ふと、自分の夫君に目を向けると、気が知れないと、肩をすくめた。
「お前がどうしたいのかだ。これで、ファラの処遇が決まる」
「フェラが……」
シュガーナは、そっと目を閉じた。流石にさっきのやりとりから心配になったのか『聖傘』が、シュガーナを見た。シュガーナは、しばしの逡巡の後、ふっとわかるように息を吐いた。
「もし、ここで私が折れたら、それこそ、現聖王は、ひとりっす。現聖王のやってきたことが、実を結んで、歴代の聖王と、バンディーラが解放されるのならば、きっと、それはいいことだと思います。それまで……それまで、私はわたしの……を、捨てる……捨てるっす」
「よく言ったな、細君。おれも、お前と現聖王その時を迎えられることを信じているぞ。だが、苦しいときには頼ってくれてもいいのだぞ。」
シュガーナは、大男に抱きかかえられる。しわくちゃにされる、シュガーナを『聖傘』は、その様子にホッとし表情を浮かべていた。
「痛い、痛いよ。ピルティ。もう、もう少し優しくしてほしいっす」
大男は、豪快に笑った。その顔を見てシュガーナも、笑顔を取り戻したように見えた。
「ところで、ここで、こんなことしていていいの?」
「そうだ!」
ソルテェーラの声にシュガーナは、頷き、ビルティを見る。シュガーナの声に、ビルティは、わかったと視線を送った。
「二人を、迎えに行こう。……迎えに行くっす」
「無理はしなくていいぞ」
「そうよ。シュガーナ、ごめんね。でも、最期まで私も私の役目をはたすわ」
「ソルテェーラ……ありがとう。こっちこそ、付き合わせてごめんっす」
シュガーナの声に、ソルテェーラは、微笑んだ。
「シュガーナ、あなたの未来が、人の御旗の下にあります様に」
「それ、皮肉っすか?」
「そうじゃないけどね。私たちは、もう、人であることができないけど、足掻いている、現聖王と、シュガーナにこそ、バンディーラの加護があればって思うのよね」
「気持ちだけ受けておくっす。さて、急ぐっすよ」
シュガーナと、ビルティはお互いに頷き、黄金の巡礼路へと向かう。それに呆れたような表情を浮かべていたリリームだったが、腕に抱かれているソルテェーラを見て、少しだけホッとした表情を浮かべた。

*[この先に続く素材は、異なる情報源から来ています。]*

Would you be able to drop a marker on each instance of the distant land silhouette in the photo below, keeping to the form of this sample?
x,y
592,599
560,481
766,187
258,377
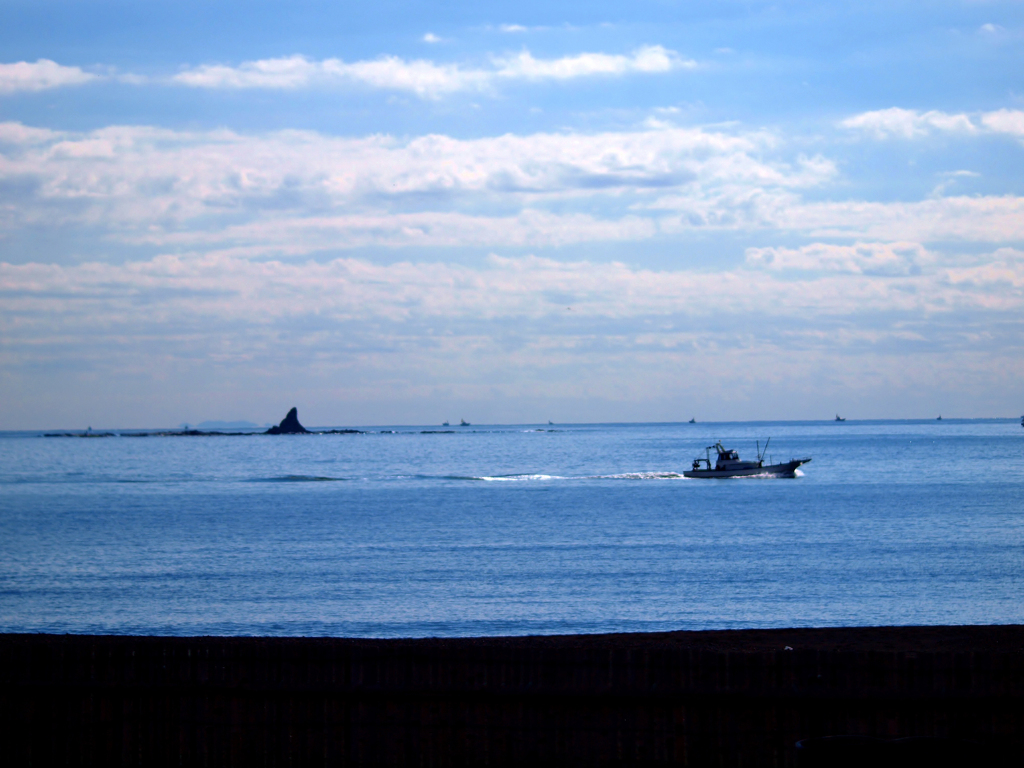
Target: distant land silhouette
x,y
289,425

「私はもう、候補者でもないし、逃げ出した存在だけど……」
「おかえり、ソルテェーラ。でも、仕事は大事よ。巡礼終わったら、この5年間できなかったことをしましょう」
そう言うと、リリームはソルテェーラを抱えて、シュガーナたちの後を追った。それを、『聖傘』は、見ていた。ただ微笑みながら、見ていただけだった。
しばし、『聖傘』は、ベンチに腰掛けて、聖壁に落ちつつある陽を見ていた。
「シュガーナ、ありがとう。孤独な聖王を支えてくれて。私たちは、バンディーラの前に、ただ無力感に打ちひしがれていた。でも、あなたと現聖王の存在に、希望が見えたよ。だから、『聖傘』も、あきらめないでって、みんなに伝えておくよ」
『聖傘』は、そう呟くと、ベンチから立ち上がると、、地面を強く踏みしめ、高く飛び上がった。その姿がサラディスに飛んでいき、やがて、見えなくなる。
そして、そこには、誰もいなくなった。